The Three Degrees of Freedom: Slave, Son, and the Middle Line
The Zohar describes three fundamental states of a person’s relationship to the Creator: the slave, the son, and the free being who exists in the middle line.
- The Slave (Left Line — Malchut):
This is the stage of total submission to the upper governance. A person feels that the Creator rules everything, that he himself is powerless and dependent. Yet unlike the “bad slave” who resents his dependence, the true servant of the Creator accepts and even chooses it. He says, “I want to be His slave. I want Him to govern me through the desires I cannot control.” In this choice lies his freedom — because he aligns his will with the higher will. - The Son (Right Line — Zeir Anpin / Israel):
At a higher stage, one acts not out of submission but out of love. The relationship with the Creator transforms from Master-servant to Father-son. The son knows the Father’s will and fulfills it willingly, not because of compulsion, but out of conscious devotion. He performs every action joyfully, as if it were his own desire. - The Middle Line (True Freedom):
Between these two lines — the left of obedience and the right of love — appears a third force that does not exist in nature. It is born through their integration and balance. Here, the person is neither a slave nor a son; he is free. He stands as an independent being, detached from both compulsion and even from conscious obedience.

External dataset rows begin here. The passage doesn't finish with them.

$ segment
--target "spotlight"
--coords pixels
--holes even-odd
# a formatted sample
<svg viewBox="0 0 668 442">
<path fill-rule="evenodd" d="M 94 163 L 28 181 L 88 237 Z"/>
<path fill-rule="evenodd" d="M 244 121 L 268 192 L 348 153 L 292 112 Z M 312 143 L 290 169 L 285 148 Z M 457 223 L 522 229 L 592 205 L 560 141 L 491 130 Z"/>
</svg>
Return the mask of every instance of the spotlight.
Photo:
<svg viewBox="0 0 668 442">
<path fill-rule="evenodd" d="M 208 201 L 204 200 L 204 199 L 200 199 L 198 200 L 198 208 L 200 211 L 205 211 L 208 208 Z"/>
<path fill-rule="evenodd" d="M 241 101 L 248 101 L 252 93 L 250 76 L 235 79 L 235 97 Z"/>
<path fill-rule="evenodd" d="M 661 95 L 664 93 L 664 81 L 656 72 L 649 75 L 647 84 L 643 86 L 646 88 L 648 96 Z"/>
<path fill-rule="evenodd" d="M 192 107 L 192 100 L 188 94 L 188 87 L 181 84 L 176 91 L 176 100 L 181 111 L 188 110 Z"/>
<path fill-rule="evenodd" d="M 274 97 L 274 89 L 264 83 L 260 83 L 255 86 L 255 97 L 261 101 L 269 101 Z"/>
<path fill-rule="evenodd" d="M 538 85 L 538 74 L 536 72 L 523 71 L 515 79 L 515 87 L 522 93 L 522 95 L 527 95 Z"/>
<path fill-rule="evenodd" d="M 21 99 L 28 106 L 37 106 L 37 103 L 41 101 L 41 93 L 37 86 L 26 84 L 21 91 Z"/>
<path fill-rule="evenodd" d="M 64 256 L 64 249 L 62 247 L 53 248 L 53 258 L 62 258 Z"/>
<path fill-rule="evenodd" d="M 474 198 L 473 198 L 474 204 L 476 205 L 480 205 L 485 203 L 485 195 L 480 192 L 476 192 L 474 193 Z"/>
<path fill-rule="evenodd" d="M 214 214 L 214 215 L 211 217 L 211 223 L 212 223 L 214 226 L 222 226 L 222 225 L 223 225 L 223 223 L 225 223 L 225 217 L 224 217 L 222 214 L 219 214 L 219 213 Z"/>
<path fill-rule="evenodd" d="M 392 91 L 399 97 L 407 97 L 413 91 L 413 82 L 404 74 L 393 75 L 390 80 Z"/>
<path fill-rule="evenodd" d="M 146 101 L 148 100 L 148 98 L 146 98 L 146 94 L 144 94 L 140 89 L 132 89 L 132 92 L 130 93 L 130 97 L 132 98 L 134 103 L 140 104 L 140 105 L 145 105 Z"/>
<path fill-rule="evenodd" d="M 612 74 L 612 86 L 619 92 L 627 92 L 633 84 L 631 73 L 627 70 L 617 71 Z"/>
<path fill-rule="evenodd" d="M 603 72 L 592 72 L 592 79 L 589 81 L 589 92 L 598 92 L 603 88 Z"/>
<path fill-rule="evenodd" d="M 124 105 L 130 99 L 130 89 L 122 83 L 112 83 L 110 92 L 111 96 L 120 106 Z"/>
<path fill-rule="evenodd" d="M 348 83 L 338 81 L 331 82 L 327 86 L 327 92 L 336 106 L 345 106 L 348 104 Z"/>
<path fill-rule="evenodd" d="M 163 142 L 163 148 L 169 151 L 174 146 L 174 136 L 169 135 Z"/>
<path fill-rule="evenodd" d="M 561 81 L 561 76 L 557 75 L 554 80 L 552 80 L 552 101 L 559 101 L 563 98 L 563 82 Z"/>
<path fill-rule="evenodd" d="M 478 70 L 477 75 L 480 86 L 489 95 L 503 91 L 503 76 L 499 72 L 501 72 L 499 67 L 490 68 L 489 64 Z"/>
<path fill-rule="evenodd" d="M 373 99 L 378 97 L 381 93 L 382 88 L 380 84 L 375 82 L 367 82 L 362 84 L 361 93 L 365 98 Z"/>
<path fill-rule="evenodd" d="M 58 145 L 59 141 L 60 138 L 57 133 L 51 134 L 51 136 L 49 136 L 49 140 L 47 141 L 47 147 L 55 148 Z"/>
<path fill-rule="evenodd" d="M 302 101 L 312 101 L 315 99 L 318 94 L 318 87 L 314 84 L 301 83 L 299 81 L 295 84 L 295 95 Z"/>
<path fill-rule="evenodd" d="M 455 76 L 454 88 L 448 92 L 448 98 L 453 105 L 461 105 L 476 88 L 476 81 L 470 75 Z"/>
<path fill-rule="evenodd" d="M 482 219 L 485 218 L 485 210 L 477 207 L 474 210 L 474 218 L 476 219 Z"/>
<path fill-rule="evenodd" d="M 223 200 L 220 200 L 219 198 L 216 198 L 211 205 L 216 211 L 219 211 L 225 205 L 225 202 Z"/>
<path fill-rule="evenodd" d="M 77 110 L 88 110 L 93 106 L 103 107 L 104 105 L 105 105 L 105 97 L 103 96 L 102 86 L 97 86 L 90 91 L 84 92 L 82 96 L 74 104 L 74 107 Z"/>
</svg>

In this middle state, he can say, “I am independent of the Creator, yet I choose to resemble Him.” This is not rebellion — it is partnership. It is the Creator’s ultimate desire: that man should stand before Him as an equal, out of his own free will, choosing adhesion over separation, love over self-love.
Creating Man: Freedom in the Vacuum
The Zohar compares this freedom to existing in a vacuum — a space where neither the old state of enslavement nor the new state of sonship dictates behavior. In this vacuum, the soul feels entirely alone and free to determine its path.
But this freedom is not easy or quiet. It emerges amidst the turbulence of egoistic desires — waves of pride, envy, and self-importance that rise from the depths like muddy waters. Precisely on this background, one begins to build himself as a human being (Adam, from the word Domeh — similar to the Creator).
To feel free means to stand within that storm, sensing the full force of the ego’s pull, and still choose the Creator’s path — not out of fear or obedience, but out of love and awareness. This is the joy of freedom from the ego: to be in the middle line, alive, independent, and connected to the Source not by necessity, but by choice.
The Eternal Joy of the Chosen Path
Freedom is the thought of creation itself. The Creator did not wish to create obedient automatons or angels without ego; He created beings who could rise above themselves and become like Him.
Thus, freedom is not the end of the journey — it is the journey: the continuous choice to love, to give, to unite above all separations. Each time we choose this path, we taste the infinite joy of liberation, the sweetness of similarity to the Creator.
As we learn to live between the pull of the ego and the call of the Light, we discover the true meaning of flight: not escape, but elevation — ascending from bondage into love, from compulsion into choice, from separation into adhesion.
And this is the ultimate joy of freedom: to live, create, and love as a being who has become free from himself, and therefore truly alive.